= Samuil Vainshtein =

Russian chess player (1894–1942)

Samuil Osipovich Vainshtein (Weinstein, Wainstein, Vainstein, Wajnsztejn) (1894–1942) was a Russian chess master, organizer, publisher and editor.

In July/August 1914, he was playing in Mannheim at (the 19th DSB Congress, when it was interrupted by the start of World War I. After the declaration of war against Russia, eleven Russian players (Alekhine, Bogoljubow, Bogatyrchuk, Flamberg, Koppelman, Maljutin, Rabinovich, Romanovsky, Saburov, Selezniev, Weinstein) from the Mannheim tournament were interned in Germany. In September, four of them (Alekhine, Bogatyrchuk, Saburov, and Koppelman) were freed and allowed to return home through Switzerland. As an internee, Weinstein played seven tournaments. He took 7th at Baden-Baden 1914 (Alexander Flamberg won), took 6th at Triberg 1914/15 (Efim Bogoljubow won), tied for 5-6th, and twice took 6th at Triberg 1915 (all tournaments Bogoljubov won), tied for 4-5th at Triberg 1916 (Ilya Rabinovich won), and took 4th at Triberg 1917 (Rabinovich and Alexey Selezniev won).
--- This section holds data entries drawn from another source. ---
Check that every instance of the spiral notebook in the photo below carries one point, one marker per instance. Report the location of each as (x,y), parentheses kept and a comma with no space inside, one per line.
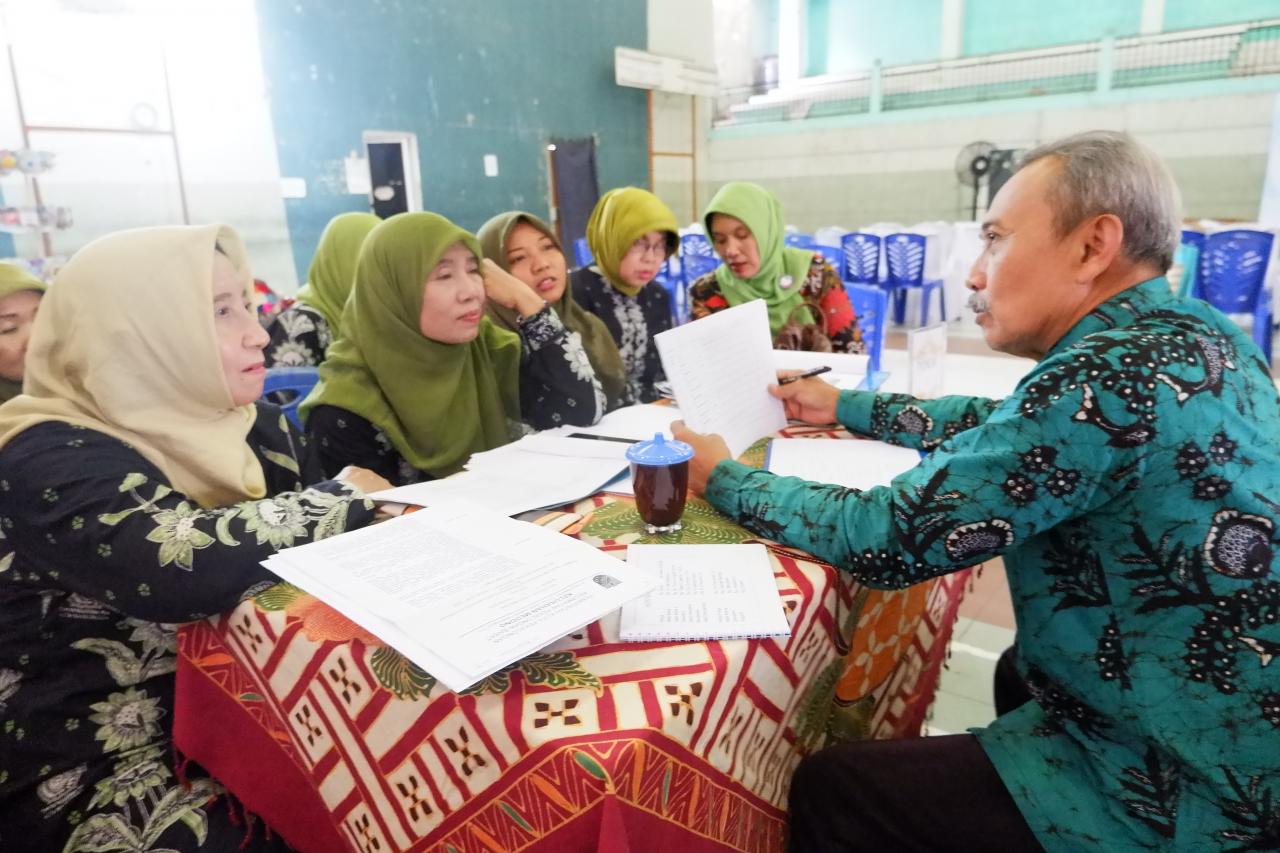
(704,592)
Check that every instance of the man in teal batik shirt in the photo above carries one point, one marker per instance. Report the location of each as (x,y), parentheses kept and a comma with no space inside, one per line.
(1130,483)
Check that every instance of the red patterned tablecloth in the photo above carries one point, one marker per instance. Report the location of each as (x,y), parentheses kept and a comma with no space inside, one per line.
(342,744)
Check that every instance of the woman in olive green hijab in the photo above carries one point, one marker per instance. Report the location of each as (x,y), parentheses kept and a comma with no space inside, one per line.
(302,332)
(19,300)
(807,300)
(421,378)
(525,246)
(631,235)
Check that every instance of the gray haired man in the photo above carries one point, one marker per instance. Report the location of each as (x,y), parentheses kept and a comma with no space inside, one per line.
(1130,483)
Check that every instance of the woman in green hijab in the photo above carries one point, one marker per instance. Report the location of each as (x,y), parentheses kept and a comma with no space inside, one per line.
(19,300)
(631,235)
(525,246)
(807,300)
(420,378)
(302,332)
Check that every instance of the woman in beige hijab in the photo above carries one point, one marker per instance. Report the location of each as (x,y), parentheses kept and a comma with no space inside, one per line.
(19,300)
(140,486)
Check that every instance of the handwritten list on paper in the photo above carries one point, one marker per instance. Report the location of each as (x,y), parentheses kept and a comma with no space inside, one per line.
(720,369)
(705,592)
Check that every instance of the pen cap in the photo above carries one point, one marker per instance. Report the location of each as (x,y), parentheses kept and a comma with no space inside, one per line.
(659,451)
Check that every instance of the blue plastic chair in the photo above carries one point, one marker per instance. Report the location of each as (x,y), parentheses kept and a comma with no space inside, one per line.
(698,265)
(833,255)
(871,305)
(1188,255)
(860,259)
(583,252)
(287,387)
(1233,268)
(673,283)
(904,256)
(695,245)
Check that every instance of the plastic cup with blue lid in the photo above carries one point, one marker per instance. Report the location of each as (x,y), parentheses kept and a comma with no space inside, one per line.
(659,475)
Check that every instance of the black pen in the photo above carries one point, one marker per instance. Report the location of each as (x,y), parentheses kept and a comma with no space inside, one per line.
(813,372)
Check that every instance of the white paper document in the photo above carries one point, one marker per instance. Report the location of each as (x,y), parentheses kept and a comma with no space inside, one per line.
(721,368)
(858,464)
(512,479)
(848,370)
(707,592)
(926,352)
(462,592)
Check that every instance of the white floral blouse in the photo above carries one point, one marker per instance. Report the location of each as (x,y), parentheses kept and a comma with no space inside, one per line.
(300,337)
(557,387)
(99,559)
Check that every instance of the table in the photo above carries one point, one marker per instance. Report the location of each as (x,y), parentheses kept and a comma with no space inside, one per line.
(342,744)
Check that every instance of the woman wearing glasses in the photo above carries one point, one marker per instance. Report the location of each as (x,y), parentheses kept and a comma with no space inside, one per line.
(631,235)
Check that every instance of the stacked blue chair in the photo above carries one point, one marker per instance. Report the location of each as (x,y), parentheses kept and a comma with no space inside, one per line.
(904,256)
(696,267)
(287,387)
(1233,268)
(871,305)
(695,245)
(1188,254)
(583,252)
(833,256)
(860,259)
(673,283)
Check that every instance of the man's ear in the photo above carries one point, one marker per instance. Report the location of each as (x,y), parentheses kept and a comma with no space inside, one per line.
(1100,240)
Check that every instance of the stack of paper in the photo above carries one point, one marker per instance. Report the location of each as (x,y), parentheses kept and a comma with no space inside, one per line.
(721,368)
(458,591)
(858,465)
(536,471)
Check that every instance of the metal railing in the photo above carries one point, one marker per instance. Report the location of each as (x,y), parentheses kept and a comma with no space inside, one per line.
(1212,53)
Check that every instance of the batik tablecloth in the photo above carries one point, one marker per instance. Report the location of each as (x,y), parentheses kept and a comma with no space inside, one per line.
(342,744)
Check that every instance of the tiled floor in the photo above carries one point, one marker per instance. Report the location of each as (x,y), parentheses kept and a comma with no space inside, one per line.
(984,629)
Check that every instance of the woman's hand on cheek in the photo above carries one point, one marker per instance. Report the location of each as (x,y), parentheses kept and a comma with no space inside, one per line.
(503,288)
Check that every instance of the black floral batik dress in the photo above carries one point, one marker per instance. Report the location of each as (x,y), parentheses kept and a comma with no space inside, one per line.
(99,559)
(1132,483)
(300,337)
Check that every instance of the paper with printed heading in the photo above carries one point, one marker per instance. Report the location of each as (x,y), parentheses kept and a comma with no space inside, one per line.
(720,369)
(856,464)
(460,591)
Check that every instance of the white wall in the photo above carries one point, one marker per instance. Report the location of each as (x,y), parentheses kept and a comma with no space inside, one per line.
(108,69)
(679,123)
(905,170)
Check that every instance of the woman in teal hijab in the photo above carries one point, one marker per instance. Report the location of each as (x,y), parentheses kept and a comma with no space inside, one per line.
(302,332)
(421,378)
(799,287)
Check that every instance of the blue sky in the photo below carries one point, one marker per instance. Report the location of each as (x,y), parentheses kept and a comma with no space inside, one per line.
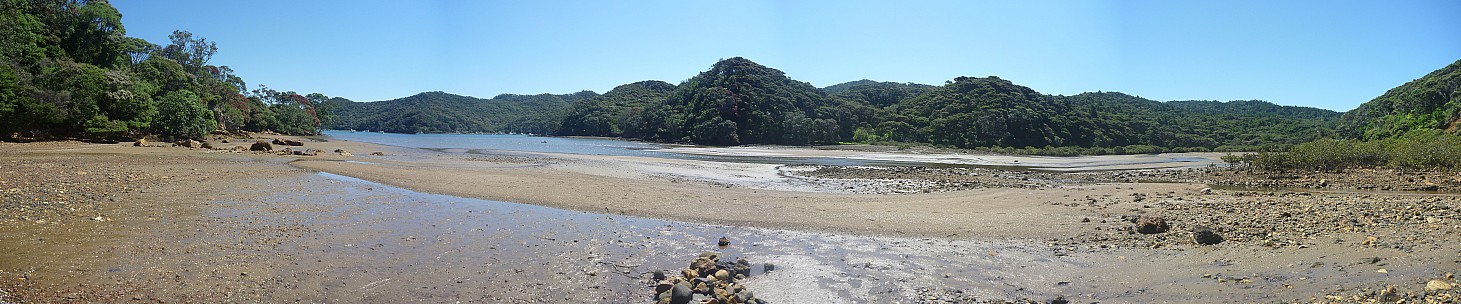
(1330,54)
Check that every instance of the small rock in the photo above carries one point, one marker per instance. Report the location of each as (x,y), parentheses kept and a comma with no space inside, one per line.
(722,275)
(744,295)
(681,294)
(189,143)
(1151,225)
(1438,285)
(1206,236)
(260,145)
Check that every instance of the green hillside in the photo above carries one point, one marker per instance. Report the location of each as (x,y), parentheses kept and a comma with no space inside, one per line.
(1432,101)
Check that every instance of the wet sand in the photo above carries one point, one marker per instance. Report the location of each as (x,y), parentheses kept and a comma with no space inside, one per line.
(214,227)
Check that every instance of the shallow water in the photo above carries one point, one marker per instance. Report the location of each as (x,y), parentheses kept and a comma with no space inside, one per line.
(608,257)
(500,143)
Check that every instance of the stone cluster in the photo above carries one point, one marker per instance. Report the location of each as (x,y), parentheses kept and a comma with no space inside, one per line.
(706,281)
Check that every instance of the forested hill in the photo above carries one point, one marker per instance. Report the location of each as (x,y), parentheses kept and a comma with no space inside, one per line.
(1431,103)
(447,113)
(67,69)
(739,103)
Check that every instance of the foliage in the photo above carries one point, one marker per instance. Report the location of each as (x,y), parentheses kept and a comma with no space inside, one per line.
(615,111)
(1416,149)
(1432,101)
(67,69)
(447,113)
(183,114)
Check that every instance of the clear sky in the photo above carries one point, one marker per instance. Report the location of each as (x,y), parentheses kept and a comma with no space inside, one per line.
(1318,53)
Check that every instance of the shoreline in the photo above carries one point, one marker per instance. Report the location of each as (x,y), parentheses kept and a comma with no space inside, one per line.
(244,222)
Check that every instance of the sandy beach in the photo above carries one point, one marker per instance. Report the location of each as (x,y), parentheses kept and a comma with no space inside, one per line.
(113,222)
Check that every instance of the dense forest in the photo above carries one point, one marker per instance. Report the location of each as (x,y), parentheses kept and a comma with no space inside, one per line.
(739,103)
(1432,101)
(67,69)
(1409,127)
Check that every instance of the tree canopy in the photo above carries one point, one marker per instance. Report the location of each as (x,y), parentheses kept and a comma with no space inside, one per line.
(69,69)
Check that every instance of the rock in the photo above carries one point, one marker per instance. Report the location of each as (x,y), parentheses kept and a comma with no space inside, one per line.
(189,143)
(681,294)
(1206,236)
(1438,285)
(722,275)
(744,297)
(741,268)
(1151,225)
(288,142)
(260,145)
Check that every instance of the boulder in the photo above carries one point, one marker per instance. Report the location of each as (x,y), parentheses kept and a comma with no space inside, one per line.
(288,142)
(722,275)
(306,152)
(189,143)
(681,294)
(741,268)
(1438,285)
(260,145)
(1151,225)
(1206,236)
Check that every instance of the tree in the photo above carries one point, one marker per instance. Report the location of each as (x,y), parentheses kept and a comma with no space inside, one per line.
(183,114)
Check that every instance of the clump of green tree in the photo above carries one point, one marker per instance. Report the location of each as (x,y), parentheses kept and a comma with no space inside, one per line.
(69,69)
(1416,149)
(742,103)
(1432,101)
(449,113)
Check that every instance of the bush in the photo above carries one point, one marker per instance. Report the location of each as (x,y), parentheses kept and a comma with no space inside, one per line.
(1419,149)
(181,114)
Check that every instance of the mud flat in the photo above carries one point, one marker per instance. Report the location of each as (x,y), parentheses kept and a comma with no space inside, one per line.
(174,224)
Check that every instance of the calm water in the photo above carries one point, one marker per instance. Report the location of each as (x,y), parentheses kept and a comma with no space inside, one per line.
(506,142)
(577,145)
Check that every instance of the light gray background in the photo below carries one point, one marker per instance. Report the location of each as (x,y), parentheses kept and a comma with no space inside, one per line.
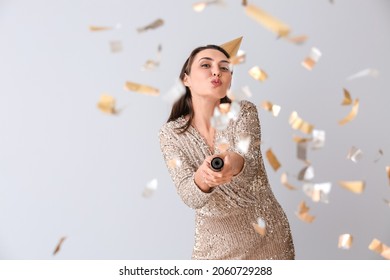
(66,169)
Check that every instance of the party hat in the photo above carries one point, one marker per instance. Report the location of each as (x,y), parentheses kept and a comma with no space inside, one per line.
(232,47)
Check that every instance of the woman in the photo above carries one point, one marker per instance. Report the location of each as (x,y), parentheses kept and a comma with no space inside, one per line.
(230,201)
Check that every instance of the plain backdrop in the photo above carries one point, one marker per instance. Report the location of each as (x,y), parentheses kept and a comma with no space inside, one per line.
(69,170)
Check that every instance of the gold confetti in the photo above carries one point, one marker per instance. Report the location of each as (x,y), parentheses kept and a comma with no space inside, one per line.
(285,182)
(260,227)
(59,244)
(116,46)
(347,98)
(258,74)
(173,163)
(303,213)
(312,59)
(345,241)
(150,188)
(353,186)
(318,139)
(297,123)
(155,24)
(380,248)
(352,114)
(239,58)
(297,39)
(200,6)
(144,89)
(273,161)
(355,154)
(271,23)
(306,174)
(269,106)
(106,104)
(364,73)
(317,192)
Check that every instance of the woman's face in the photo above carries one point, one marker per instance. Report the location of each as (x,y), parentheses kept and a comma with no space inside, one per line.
(210,75)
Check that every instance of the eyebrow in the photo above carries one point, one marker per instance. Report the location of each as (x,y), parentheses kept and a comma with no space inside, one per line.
(209,58)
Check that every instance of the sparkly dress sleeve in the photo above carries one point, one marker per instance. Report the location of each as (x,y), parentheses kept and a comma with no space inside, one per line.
(182,173)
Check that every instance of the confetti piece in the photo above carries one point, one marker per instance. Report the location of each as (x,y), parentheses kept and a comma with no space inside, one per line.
(155,24)
(269,106)
(318,139)
(106,104)
(355,154)
(271,23)
(173,163)
(351,114)
(150,188)
(285,182)
(345,241)
(364,73)
(116,46)
(306,174)
(273,161)
(380,248)
(143,89)
(353,186)
(317,192)
(260,227)
(243,143)
(239,58)
(200,6)
(303,213)
(302,151)
(347,98)
(59,244)
(258,74)
(297,123)
(312,59)
(175,92)
(222,144)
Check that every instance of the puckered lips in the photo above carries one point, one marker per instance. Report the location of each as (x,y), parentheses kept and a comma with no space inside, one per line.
(216,82)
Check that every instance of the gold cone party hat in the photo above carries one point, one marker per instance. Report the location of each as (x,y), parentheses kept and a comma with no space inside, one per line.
(232,47)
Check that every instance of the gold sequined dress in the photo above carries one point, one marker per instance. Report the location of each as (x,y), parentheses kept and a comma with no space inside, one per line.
(224,217)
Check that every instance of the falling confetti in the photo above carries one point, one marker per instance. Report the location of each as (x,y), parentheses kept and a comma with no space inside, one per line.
(317,192)
(106,104)
(143,89)
(312,59)
(380,248)
(59,244)
(269,106)
(155,24)
(353,186)
(271,23)
(272,159)
(306,174)
(347,98)
(284,181)
(351,114)
(258,74)
(364,73)
(116,46)
(260,226)
(345,241)
(355,154)
(200,6)
(150,188)
(297,123)
(303,213)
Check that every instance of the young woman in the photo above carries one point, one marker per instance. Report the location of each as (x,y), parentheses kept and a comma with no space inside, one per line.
(227,202)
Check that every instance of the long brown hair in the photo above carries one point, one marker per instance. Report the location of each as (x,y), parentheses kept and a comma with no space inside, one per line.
(183,106)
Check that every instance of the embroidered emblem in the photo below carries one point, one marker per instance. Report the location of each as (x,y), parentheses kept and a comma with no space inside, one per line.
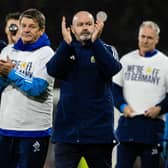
(36,146)
(92,59)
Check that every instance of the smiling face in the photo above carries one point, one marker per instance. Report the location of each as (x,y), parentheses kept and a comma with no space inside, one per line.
(83,26)
(30,30)
(147,39)
(12,37)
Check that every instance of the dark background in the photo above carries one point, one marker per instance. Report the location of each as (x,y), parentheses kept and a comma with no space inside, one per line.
(121,27)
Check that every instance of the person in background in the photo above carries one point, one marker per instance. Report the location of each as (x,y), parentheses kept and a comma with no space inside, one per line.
(83,123)
(11,30)
(26,100)
(12,27)
(141,95)
(2,45)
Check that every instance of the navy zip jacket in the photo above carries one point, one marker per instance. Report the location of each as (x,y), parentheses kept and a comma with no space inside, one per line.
(84,113)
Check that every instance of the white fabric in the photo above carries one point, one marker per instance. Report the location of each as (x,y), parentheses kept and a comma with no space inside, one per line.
(144,80)
(17,110)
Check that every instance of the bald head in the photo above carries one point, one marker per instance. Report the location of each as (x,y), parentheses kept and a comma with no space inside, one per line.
(81,15)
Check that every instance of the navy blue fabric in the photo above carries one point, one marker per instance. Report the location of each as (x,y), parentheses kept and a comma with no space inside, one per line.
(85,109)
(96,155)
(140,129)
(28,154)
(2,44)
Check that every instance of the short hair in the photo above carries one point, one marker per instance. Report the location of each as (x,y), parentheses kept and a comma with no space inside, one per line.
(151,24)
(34,14)
(14,15)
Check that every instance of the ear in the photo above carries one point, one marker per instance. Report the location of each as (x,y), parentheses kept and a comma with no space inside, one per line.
(42,31)
(72,29)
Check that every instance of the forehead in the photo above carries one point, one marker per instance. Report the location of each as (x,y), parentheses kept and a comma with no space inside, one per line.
(12,21)
(26,20)
(148,30)
(83,17)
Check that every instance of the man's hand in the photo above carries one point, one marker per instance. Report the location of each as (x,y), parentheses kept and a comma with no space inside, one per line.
(98,30)
(66,31)
(6,66)
(152,112)
(128,111)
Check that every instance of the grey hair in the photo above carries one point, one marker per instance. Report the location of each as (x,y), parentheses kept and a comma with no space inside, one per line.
(151,24)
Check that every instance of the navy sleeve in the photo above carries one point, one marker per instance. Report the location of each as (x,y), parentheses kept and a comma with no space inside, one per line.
(2,45)
(106,59)
(60,63)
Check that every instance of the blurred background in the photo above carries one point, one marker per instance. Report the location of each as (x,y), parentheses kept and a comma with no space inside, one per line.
(121,27)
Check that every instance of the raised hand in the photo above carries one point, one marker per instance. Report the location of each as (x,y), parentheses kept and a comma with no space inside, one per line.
(6,66)
(99,25)
(66,31)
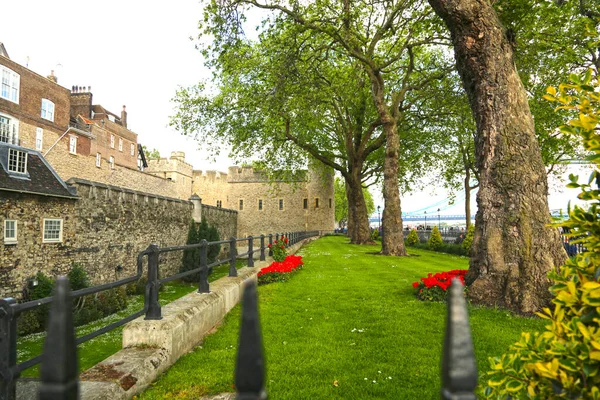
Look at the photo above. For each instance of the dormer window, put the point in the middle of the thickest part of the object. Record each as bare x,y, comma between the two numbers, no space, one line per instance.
17,161
48,110
10,84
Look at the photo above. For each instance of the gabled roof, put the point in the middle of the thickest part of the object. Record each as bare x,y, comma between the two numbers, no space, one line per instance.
40,179
3,51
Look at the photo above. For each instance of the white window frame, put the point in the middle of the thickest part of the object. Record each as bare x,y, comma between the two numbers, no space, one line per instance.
45,239
73,144
47,110
39,139
9,84
17,170
11,130
10,239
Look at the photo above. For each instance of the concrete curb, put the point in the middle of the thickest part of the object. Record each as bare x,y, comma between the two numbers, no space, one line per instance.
151,347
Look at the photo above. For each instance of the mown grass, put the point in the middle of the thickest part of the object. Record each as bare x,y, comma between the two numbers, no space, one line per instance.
347,326
94,351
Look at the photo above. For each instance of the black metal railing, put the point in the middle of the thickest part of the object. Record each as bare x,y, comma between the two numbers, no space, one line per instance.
10,310
59,376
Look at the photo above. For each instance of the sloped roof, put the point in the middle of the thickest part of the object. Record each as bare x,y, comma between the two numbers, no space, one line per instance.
3,51
41,179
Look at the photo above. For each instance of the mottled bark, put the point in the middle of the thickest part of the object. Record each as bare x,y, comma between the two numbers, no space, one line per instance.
513,248
357,212
393,239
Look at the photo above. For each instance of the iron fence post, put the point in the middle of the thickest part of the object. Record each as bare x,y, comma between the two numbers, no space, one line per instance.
250,252
250,363
459,369
8,349
153,311
203,286
232,256
270,245
262,248
59,370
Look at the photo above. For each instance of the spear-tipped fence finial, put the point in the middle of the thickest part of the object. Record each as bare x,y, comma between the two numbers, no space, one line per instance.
459,368
59,370
250,365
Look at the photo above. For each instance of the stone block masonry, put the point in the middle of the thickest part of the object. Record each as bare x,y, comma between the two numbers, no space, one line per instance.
103,231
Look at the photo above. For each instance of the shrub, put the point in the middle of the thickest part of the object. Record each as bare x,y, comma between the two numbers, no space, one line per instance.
413,238
564,360
434,287
468,242
435,239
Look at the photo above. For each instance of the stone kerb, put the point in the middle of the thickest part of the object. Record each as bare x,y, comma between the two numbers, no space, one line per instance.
151,347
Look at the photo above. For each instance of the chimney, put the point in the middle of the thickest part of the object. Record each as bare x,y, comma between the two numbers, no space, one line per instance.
124,117
52,77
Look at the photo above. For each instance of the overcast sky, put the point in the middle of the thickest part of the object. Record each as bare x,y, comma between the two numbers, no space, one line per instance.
136,54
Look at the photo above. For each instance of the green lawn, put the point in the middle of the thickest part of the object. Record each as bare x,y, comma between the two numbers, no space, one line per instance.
97,349
349,316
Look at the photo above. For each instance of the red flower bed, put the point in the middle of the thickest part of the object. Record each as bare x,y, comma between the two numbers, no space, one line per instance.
434,287
280,271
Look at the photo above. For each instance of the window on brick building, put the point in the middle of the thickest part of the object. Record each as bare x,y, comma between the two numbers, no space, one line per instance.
52,231
9,129
10,84
48,110
17,161
73,144
39,138
10,231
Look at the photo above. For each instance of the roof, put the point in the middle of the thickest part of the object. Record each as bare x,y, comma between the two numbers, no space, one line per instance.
40,179
3,51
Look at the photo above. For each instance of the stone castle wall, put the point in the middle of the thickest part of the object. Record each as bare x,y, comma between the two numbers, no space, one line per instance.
105,228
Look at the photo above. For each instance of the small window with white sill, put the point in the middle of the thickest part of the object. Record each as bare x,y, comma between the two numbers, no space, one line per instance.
39,138
10,84
73,144
47,110
10,231
9,129
17,161
52,230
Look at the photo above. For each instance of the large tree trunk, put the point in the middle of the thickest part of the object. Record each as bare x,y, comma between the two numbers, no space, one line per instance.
357,212
393,239
513,248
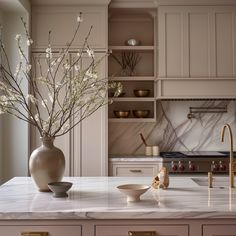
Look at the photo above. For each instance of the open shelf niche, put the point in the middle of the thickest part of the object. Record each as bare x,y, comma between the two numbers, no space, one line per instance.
123,25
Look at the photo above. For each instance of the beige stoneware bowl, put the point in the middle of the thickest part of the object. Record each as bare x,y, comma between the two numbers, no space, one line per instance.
59,189
133,191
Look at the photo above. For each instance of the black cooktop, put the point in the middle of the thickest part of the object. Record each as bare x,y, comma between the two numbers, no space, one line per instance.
195,154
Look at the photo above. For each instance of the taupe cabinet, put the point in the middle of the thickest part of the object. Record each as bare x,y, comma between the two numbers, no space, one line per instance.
197,49
164,227
85,147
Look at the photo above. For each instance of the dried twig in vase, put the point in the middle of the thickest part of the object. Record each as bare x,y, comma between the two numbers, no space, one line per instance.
132,59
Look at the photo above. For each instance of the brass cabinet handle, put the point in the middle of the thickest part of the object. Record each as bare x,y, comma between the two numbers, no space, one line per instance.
34,234
135,171
141,233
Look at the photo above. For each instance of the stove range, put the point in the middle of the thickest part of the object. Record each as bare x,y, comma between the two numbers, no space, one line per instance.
196,162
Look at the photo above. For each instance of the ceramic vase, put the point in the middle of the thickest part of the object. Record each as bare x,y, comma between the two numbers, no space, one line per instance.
46,164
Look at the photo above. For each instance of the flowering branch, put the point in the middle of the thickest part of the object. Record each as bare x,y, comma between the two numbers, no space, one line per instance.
60,97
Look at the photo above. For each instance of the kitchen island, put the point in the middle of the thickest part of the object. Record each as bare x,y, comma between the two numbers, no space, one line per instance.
96,207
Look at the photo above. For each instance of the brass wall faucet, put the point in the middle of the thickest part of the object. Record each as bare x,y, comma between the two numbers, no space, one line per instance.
231,155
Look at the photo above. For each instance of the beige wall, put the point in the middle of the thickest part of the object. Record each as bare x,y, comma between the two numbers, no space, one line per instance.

After the war, he returned to Russia, and lived in Petrograd (Leningrad), where he played in several tournaments. He tied for 7-8th in the 1st Leningrad City Chess Championship in 1920 (I. Rabinovich won), took 4th in 1921 (Platz won), twice finished 10th, in 1922 and 1925 (both won by Grigory Levenfish), and tied for 3rd-4th in 1925 (Gotthilf won). He also shared 4th at Moscow 1920 ("Chess Olympiad", B tournament), and tied for 8-10th at Moscow 1927 (Peter Romanovsky won).

He knew all the principal European languages perfectly. Vainshtein was one of the most authoritative chess workers. He headed the All-Russian chess union as early as 1924 and was both publisher and editor of the Shakhmatnyi Listok ("Chess Leaflet") magazine. He was an organizer and administrator of Leningrad Chess Club (since 1938 the head of the club).
He died during the siege of Leningrad in 1942.